Sie vergaßen. Oder zumindest hofften sie zu vergessen.

Ich versuchte es auch. Ich gab mir Mühe, legte keine Pause ein, nahm ein Glas nach dem anderen entgegen, ziellos und ohne Limit. Verschwand dieses dumpfe Gefühl in mir ? Die Verzweiflung, die mich zerfraß, weil ich nichts in der Hand hatte, damit das Schicksal eine 180 Grad Wendung vollführte ? Nicht im geringsten.

Schicksal.

Wie sehr ich an dieses magische Wort glaubte, immer geglaubt hatte. Ich wusste, dass es abergläubisch war, dass es für viele so etwas wie eine göttliche Fügung nicht gab, doch für mich war er immer mein Schicksal gewesen. Er würde mein Schicksal bleiben, er musste es.

Niedergeschlagen und völlig ausgepowert bückte ich mich unseriös über den Tresen. Meine Arme baumelten stumpf an den Holzbalken runter. Mein fast leeres Glas stand genau vor mir. Ich hatte nicht einmal die sonderliche Lust aufzubringen meine wilde Haarmähne von der Stirn zu streichen, oder sie zu einem anständigen Zopf zusammenzubinden. Es war mir gleichgültig. Alles war mir gleichgültig.
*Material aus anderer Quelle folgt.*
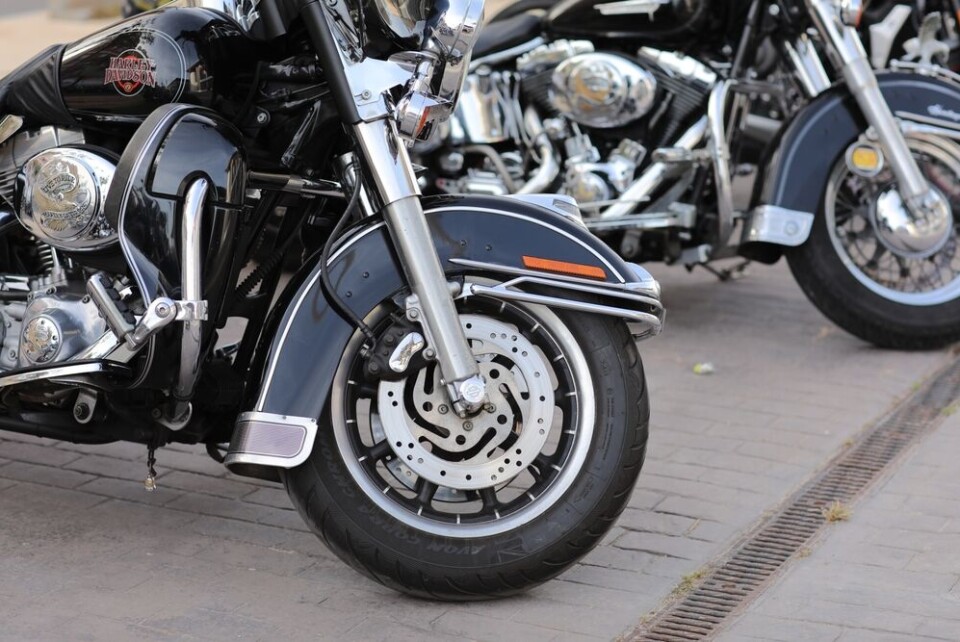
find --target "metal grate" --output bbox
[632,360,960,642]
In dem Augenblick, wo die Gleichgültigkeit mehr denn je Besitz über meine Sinne nahm, erkannte ich die Reflexion meines übermüdeten erschöpften Gesichts auf dem Glas und von diesem getroffen, wandte ich schnell meine betrübten Augen davon ab und richtete sie auf die vielen Wodkaflaschen, die an den Regalen hinter der Bar aufgestellt waren und von einem azurblauen Neonblau umgeben waren.

Verdammt...
Ich war so ein Wrack, gestand ich mir ein und biss mir auf die Unterlippe, da das altbekannte Zucken meiner Lippen, wenn ich kurz davor war in Tränen auszubrechen, sich zu bekennen gab.

Mit diesem Gedanken huschte mein Blick wenige Sitze weiter weg über die bordeauxroten runden Sitzflächen mit den hohen Hockerbeine, anschließend sie an der Person verharrte, die das genaue Gegenteil vom meinem eigenen Ebenbild darstellte.

Derweilen ich vor mich hin vegetierte, wie immer schlicht gekleidet, relativ unpassend für diese schicke extravagante Bar und geschlagener nicht wirken konnte, war die Person mir Gegenüber gefasst und absolut wachsam, wie als würde er die ganze Welt dominieren. Der ausgesprochen gut harmonisierende Anzug, der seinen eindrucksvollen Körper schmeichelhaft betonte, war enger um seine breiten athletischen Arme umschlossen, derweilen er nach vorne gebeugt, den muskulösen Rücken dabei komplett ausgestreckt ebenfalls an der kaum besetzen Bar Platz genommen hatte und sein Glas mit der Handinnenfläche umzingelte.

Ich beobachtete ihn, wie immer seit dem Abend, als er mir wegen diesem betrunkenen Kerl, der mich belästigt hatte zur Hilfe geeilt war... oder so ähnlich.

Denn schlau wurde ich aus der ganzen Angelegenheit selber nicht wirklich. Ich wollte mich bedanken, aus Höflichkeit dafür, dass er die Courage besessen und nicht tatenlos zugesehen hatte. Wie vom Donner gerührt, als er bemerkte, was ich da vor hatte, hatte er mir barsch das Wort abgeschnitten und gemeint, er wolle kein weiteren Mücks aus meinem Munde hören. Ich verstummte augenblicklich und seit jeher observierte lediglich.